Discover what I learnt about organic milk when I spent a day on an organic dairy farm in the beautiful Sussex countryside. Plus a lovely easy recipe for Vanilla Crème Brûlée, made using Arla Organic Free Range Milk.
I am a huge fan of organic food and organic dairy in particular, so when I was contacted by the team at Arla Foods and asked if I would like to spend a day visiting Cockhaise Farm, an organic dairy farm in Sussex, just half an hour’s drive from my house, I didn’t have to be asked twice!
We were greeted by Dan Burdett, the 3rd generation farmer who owns Cockhaise Farm, as well as representatives from Arla Foods and given a brief introduction to Arla and the world of organic milk.
Who exactly are Arla Foods and what do they do?
Arla is a farmer owned cooperative, which means that it’s the farmers themselves who own the business and 84 of those farmer owners are organic dairy farmers like Dan.
Arla’s beginnings date back to the 1880s when dairy farmers in Denmark and Sweden joined forces with a common mission to produce the very best dairy products and create new opportunities for business growth.

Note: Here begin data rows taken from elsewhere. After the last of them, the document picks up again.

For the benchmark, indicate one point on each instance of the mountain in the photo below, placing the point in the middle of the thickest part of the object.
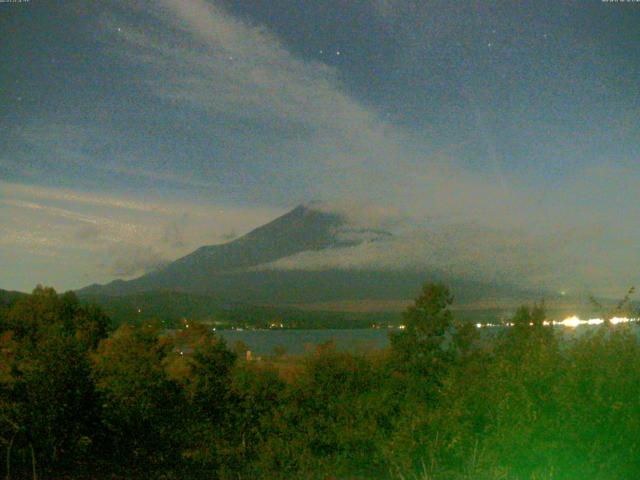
(240, 271)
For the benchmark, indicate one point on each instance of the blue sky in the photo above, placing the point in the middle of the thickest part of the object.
(134, 132)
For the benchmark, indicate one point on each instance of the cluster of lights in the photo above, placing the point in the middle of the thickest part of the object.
(571, 322)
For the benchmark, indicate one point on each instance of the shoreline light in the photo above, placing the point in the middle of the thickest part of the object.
(570, 322)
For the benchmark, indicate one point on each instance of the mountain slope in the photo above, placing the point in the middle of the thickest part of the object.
(239, 271)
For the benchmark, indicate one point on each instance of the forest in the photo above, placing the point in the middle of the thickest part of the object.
(80, 399)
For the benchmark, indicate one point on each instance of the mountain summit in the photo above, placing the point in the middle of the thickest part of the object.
(248, 270)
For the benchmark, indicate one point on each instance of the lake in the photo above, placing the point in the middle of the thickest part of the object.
(263, 342)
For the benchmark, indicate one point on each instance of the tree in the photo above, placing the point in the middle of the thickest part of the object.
(424, 346)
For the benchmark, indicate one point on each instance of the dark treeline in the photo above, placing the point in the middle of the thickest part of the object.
(80, 401)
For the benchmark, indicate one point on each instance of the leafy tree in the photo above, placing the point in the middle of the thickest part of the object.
(143, 408)
(424, 347)
(46, 394)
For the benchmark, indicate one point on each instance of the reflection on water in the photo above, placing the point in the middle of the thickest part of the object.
(263, 342)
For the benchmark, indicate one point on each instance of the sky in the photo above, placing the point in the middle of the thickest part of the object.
(502, 135)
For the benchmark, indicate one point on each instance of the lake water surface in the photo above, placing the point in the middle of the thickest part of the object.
(263, 342)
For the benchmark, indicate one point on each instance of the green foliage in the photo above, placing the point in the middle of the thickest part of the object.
(444, 402)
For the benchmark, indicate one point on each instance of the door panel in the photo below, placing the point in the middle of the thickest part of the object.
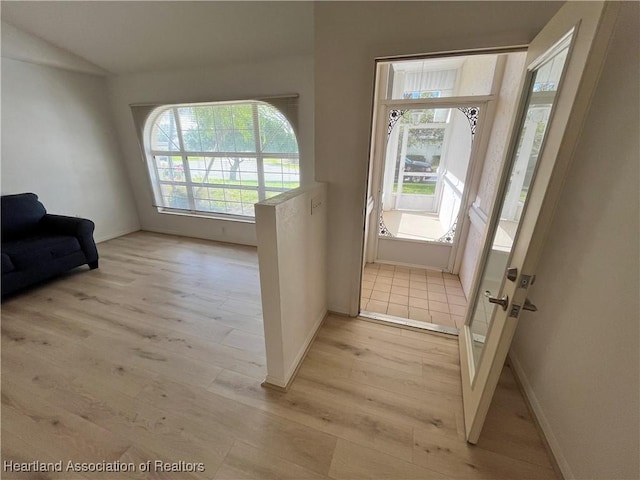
(563, 64)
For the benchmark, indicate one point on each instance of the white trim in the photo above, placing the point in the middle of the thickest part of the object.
(540, 417)
(111, 236)
(440, 102)
(285, 382)
(478, 218)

Today Arla has farmer owners in 7 countries across Europe. They are still passionate about providing the best dairy products, and are at the forefront of organic milk production in the UK. They help farmers achieve things together that individual farmers could never achieve on their own, for example providing price stability and marketing support.
Organic dairy farming at Cockhaise Farm
Dan Burdett is following in the footsteps of his father, who first came to Cockhaise Farm 31 years ago as the farm manager and later bought the farm. Dan’s father began to develop an interest in organic farming back in the early 1990s, discovering that an organic way of farming was not only better for the environment and for his cows, but it actually made solid business sense and the farm became fully organic in 2001, after a 2 year interim phase.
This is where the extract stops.